VERS UNE NOUVELLE SYNTHÈSE EUROPÉENNE
Une analyse comparative des données de l’Eurobaromètre et de BiDimedia montre que l’Europe contemporaine connaît un double mouvement : une expansion institutionnelle vers de nouveaux horizons géographiques et une évolution idéologique vers le conservatisme. L’élargissement de l’UE, loin de constituer une menace pour le pluralisme politique, pourrait en fait favoriser une redéfinition du centre politique européen, dans lequel le conservatisme se présente comme une force d’équilibre entre la souveraineté et l’intégration, la tradition et l’innovation.

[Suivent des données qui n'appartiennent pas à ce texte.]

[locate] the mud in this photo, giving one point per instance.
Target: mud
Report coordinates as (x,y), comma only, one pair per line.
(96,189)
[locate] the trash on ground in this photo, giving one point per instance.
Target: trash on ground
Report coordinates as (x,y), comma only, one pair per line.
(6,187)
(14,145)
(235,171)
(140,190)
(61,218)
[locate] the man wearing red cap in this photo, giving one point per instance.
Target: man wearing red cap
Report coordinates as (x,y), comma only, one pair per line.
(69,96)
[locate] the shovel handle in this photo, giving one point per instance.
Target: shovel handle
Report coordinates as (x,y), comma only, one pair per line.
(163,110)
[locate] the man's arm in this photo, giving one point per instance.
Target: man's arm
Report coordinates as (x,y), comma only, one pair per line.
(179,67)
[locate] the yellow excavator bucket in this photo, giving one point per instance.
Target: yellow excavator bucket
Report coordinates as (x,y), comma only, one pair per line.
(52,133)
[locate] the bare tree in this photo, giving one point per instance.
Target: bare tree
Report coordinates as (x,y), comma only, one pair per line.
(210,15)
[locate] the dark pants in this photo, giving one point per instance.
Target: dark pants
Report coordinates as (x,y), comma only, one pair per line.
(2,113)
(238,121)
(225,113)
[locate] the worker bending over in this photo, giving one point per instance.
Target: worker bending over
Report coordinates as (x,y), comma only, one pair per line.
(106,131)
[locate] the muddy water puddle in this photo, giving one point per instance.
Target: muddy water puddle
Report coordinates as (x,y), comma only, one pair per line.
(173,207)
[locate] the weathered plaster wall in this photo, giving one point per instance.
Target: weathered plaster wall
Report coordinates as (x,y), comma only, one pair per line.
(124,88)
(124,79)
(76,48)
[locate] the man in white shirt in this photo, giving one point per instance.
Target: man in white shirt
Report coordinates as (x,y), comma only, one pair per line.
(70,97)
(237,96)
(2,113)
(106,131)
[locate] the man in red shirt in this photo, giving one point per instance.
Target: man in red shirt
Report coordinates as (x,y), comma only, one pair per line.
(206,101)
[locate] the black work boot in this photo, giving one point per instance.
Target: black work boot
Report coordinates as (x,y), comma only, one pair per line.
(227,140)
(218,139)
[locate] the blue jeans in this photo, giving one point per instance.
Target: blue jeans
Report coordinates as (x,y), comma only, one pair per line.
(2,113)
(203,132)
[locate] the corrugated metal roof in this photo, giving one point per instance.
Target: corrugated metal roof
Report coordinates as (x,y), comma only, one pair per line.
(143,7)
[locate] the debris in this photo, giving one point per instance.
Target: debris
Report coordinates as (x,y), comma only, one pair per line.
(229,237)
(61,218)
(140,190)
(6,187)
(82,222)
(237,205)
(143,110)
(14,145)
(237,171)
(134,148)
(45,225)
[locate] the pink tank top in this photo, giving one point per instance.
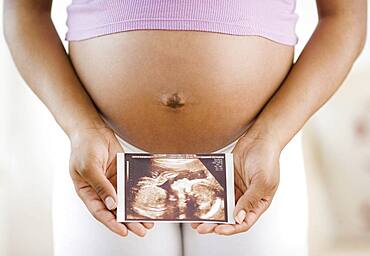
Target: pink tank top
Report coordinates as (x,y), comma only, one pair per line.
(272,19)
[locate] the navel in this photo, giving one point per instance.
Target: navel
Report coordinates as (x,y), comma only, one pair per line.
(174,100)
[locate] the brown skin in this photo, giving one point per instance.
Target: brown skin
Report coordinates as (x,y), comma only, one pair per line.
(26,26)
(310,83)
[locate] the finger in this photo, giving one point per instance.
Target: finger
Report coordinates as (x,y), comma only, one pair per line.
(148,225)
(251,218)
(205,228)
(248,201)
(136,228)
(99,212)
(195,225)
(102,186)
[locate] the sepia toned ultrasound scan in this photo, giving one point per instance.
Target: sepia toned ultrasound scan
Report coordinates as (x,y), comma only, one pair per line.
(175,187)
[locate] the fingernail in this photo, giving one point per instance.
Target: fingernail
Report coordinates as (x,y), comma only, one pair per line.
(225,229)
(240,217)
(109,203)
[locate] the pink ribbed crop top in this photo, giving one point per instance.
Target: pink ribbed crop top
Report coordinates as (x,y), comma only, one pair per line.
(272,19)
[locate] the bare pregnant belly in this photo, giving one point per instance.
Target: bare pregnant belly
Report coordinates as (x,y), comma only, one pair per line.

Dans cette perspective, l’avenir de l’Europe ne dépendra pas seulement de sa capacité à accueillir de nouveaux membres, mais aussi de sa capacité à construire un nouveau pacte politique entre ses deux âmes : la progressiste, qui voit dans l’inclusion un outil de justice sociale, et la conservatrice, qui voit dans l’élargissement un moyen de consolider une Union plus stable, plus enracinée et plus respectueuse des identités nationales.